Wednesday, June 3, 2015

Draw conclusions with caution, Data Lounge

We say PolitiFact's report cards mislead people.

PolitiFact counters with "There's not a lot of reader confusion out there."

Who's right? We turned to the Data Lounge (a discussion board) for help:

Fact-Checking Site Finds Fox News Only Tells the Truth 18 Percent of the Time

Huh. We wonder what fact-checking site that might be?
Punditfact, a branch of Politifact, has put together profiles for CNN, MSNBC and Fox News detailing just how honest each of these networks are. And while it’s obviously not a completely comprehensive profile (it would be nearly impossible to fact check every single thing said on each network) it’s a decent measure of the honesty of each. And what do you know, Pundifact found Fox News to have only told the truth 18 percent (15 of 83) of the time for the statements they checked. And even of that 18 percent, only 8 percent of what they said was completely “True.” The other 10 percent was rated as “Mostly True.” A staggering 60 percent (50 of 83) comments were found to be either “Mostly False,” “False,” or “Pants on Fire.” The other 22 percent were rated “Half True.” Essentially well over half of what Punditfact has fact-checked on Fox News has been a lie and only 18 percent has been deemed factual. To compare, CNN was found to have been honest about 60 percent of the time, while only having 18 percent of their comments found to be false. As for MSNBC, they were found to have been honest about 31 percent of the time, while 48 percent of the comments they had fact-checked were deemed untrue. So while MSNBC’s numbers aren’t exactly worth bragging about, they’re still far better than the “fair and balanced” Fox News.
Is this one of the careful conclusions PolitiFact cautions its readers to draw about report card data?

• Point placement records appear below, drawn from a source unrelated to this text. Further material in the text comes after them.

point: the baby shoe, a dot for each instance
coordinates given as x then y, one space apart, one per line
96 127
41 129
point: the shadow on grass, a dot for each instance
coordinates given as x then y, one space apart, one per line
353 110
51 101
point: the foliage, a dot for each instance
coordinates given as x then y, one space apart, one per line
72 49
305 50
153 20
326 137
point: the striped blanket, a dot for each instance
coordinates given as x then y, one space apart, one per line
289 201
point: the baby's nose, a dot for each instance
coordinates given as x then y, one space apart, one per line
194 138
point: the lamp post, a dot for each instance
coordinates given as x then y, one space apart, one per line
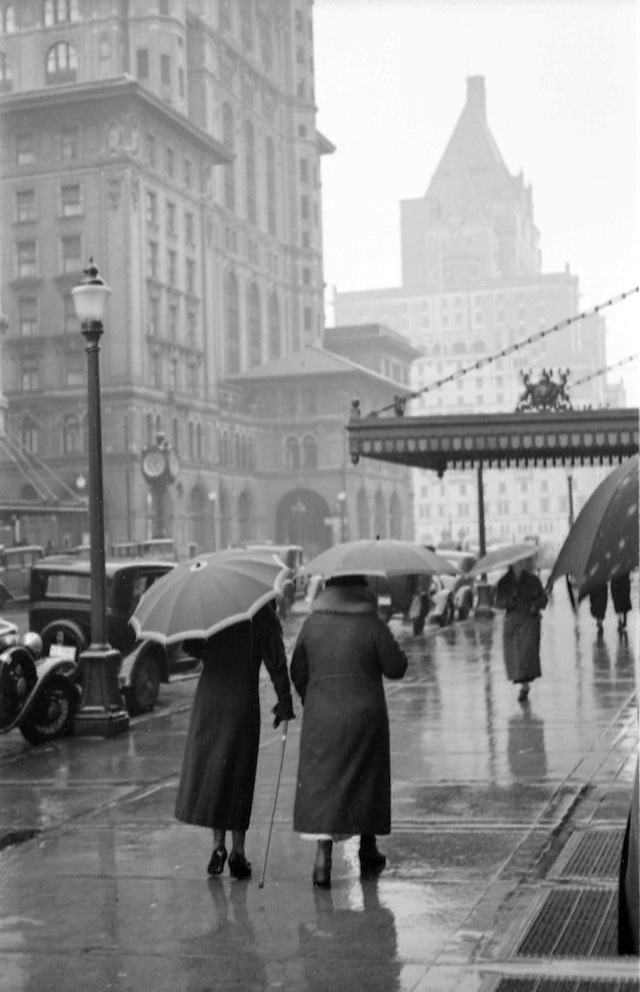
101 713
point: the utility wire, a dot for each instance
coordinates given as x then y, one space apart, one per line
400 402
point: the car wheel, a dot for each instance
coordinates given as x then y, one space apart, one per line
142 694
66 632
52 715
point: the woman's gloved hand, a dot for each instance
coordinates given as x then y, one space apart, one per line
283 710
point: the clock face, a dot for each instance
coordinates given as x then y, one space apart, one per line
153 464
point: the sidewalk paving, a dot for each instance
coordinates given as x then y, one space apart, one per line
491 800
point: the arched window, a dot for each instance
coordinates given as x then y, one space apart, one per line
229 174
30 436
250 166
71 435
309 452
292 453
8 19
274 327
253 315
364 520
272 207
232 311
61 63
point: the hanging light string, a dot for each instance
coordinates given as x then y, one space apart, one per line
607 368
400 402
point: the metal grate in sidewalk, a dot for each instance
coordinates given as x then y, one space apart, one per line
575 923
594 854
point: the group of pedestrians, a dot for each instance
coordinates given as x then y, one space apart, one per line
621 598
344 772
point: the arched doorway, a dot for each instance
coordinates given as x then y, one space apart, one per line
300 519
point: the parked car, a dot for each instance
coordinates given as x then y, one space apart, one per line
60 611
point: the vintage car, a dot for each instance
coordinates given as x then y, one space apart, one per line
60 611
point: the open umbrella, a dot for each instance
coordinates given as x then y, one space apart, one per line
502 557
603 541
206 594
383 558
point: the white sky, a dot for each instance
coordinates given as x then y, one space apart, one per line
562 104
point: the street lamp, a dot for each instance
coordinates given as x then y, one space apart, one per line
101 713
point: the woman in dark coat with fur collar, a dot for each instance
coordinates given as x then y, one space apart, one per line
344 776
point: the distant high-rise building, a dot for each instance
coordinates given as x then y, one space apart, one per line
473 285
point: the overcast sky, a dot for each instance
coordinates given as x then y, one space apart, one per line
561 84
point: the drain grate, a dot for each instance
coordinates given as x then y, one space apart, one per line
573 923
594 854
566 985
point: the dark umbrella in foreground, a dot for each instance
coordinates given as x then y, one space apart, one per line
603 542
383 558
201 596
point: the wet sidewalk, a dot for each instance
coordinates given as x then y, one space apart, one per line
507 825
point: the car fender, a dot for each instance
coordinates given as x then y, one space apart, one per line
131 660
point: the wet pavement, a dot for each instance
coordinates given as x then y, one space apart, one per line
110 893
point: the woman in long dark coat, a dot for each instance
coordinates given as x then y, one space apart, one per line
221 754
344 773
520 593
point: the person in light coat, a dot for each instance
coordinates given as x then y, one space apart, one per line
344 773
520 593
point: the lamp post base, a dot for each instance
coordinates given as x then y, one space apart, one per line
483 606
101 713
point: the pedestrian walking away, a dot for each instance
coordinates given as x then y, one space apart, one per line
598 599
221 754
520 593
344 773
621 597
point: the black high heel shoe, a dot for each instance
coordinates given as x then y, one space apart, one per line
239 867
218 858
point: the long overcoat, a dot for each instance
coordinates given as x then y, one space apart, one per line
221 753
341 655
522 598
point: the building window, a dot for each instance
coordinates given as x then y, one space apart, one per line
142 63
152 208
70 317
274 327
253 313
28 317
71 200
72 254
26 254
71 435
309 453
250 163
70 143
25 205
292 454
271 188
25 148
8 19
165 69
229 174
232 309
61 63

It's the same story at Forward Progressives. Literally.

PolitiFact does not randomize its story selection. Its ratings contain at least some subjectivity (we say it's a high degree of subjectivity). Conclusions like these from Data Lounge don't follow. The report card stories mislead people.

PolitiFact editor: "There's not a lot of reader confusion out there"

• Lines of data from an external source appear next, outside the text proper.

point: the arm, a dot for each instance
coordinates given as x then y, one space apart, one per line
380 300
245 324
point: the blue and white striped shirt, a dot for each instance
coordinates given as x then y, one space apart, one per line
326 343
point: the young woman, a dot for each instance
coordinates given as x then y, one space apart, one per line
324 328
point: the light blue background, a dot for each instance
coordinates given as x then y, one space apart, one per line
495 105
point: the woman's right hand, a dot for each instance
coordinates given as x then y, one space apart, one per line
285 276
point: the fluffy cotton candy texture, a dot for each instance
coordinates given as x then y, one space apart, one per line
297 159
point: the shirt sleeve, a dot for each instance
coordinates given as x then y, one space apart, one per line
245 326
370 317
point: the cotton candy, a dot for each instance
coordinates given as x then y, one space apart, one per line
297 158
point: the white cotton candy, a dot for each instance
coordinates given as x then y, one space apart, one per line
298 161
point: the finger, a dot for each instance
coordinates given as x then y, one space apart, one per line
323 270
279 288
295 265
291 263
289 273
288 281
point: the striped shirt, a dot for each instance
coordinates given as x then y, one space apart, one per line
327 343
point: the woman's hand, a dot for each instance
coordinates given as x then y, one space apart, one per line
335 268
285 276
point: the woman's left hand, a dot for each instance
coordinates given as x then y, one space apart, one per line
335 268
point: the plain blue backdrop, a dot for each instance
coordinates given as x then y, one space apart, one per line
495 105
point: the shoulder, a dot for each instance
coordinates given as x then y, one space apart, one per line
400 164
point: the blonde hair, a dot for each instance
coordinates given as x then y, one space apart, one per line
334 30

In May 2015, the American Press Institute published a long article by Mark Stencel titled "How U.S. politics adapts to media scrutiny." The article made a number of observations about fact checking and included a subsection on the misuse of fact checks.

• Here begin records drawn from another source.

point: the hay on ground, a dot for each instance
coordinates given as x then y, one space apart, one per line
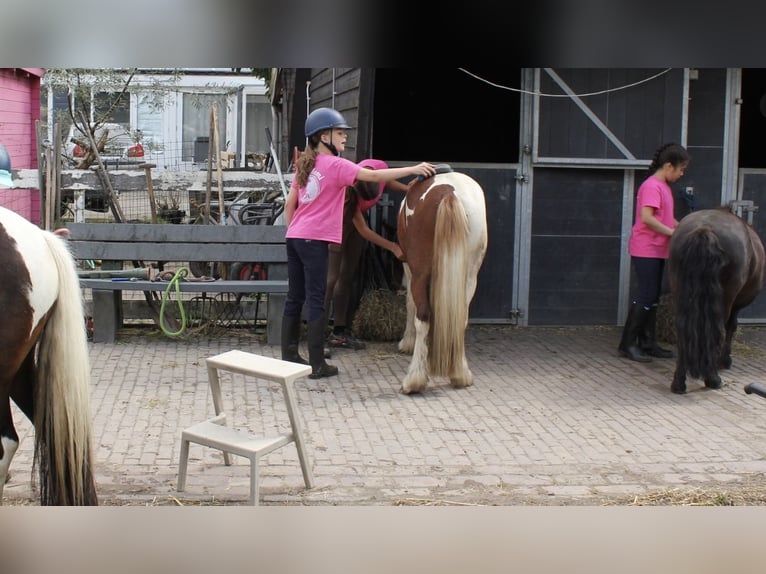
381 316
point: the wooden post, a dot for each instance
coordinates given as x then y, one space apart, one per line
217 142
150 189
208 186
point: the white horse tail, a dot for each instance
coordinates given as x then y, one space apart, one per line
63 435
449 311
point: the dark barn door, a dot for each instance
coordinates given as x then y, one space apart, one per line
575 247
603 127
753 189
467 119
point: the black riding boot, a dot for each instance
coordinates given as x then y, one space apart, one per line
634 325
291 332
319 367
648 337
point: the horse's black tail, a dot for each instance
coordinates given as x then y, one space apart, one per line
700 321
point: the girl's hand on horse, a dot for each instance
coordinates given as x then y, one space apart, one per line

We contributed a comment noting that fact checkers commit one of the worst abuses of fact checks by publishing aggregated fact check ratings for individuals and groups. Regular readers know Jeff and I have harped on that issue for years.

Stencel, to our delight, drew comments from PolitiFact editor Angie Drobic Holan and embedded them in his reply:
As you said, I don't think any fact-checkers I know suggest their fact-checks are meant to be a random sample. But I just asked PolitiFact editor Angie Drobnic Holan to explain the "report cards" that appear on that site. As she put it, the person-by-person and group-by-group tallies PolitiFact offers are a "snapshot of what we've chosen to fact-check," presented as a "reader service" that helps PolitiFact's audience navigate their reporting.

"I think people understand that the Truth-O-Meter is not a scientific instrument," Holan added, noting that PolitiFact's editors also provide a page on the site where they explain their methods and principles (http://bit.ly/1AbmKCz). "There's not a lot of reader confusion out there," she said. And the feedback and metrics she sees tell her it's a popular feature.
We replied that readers regularly respond on Facebook to PolitiFact's "report card" articles in ways that indicate they are misled. We asked if we're supposed to believe Holan doesn't know that.

Stencel didn't reply to our second comment. And we don't blame him. He's not responsible for what PolitiFact does, after all.

His article on responses to fact checking has some good material in it, and his comment has given us a useful new tag to use when we highlight the way PolitiFact misleads its readers with "report card" stories.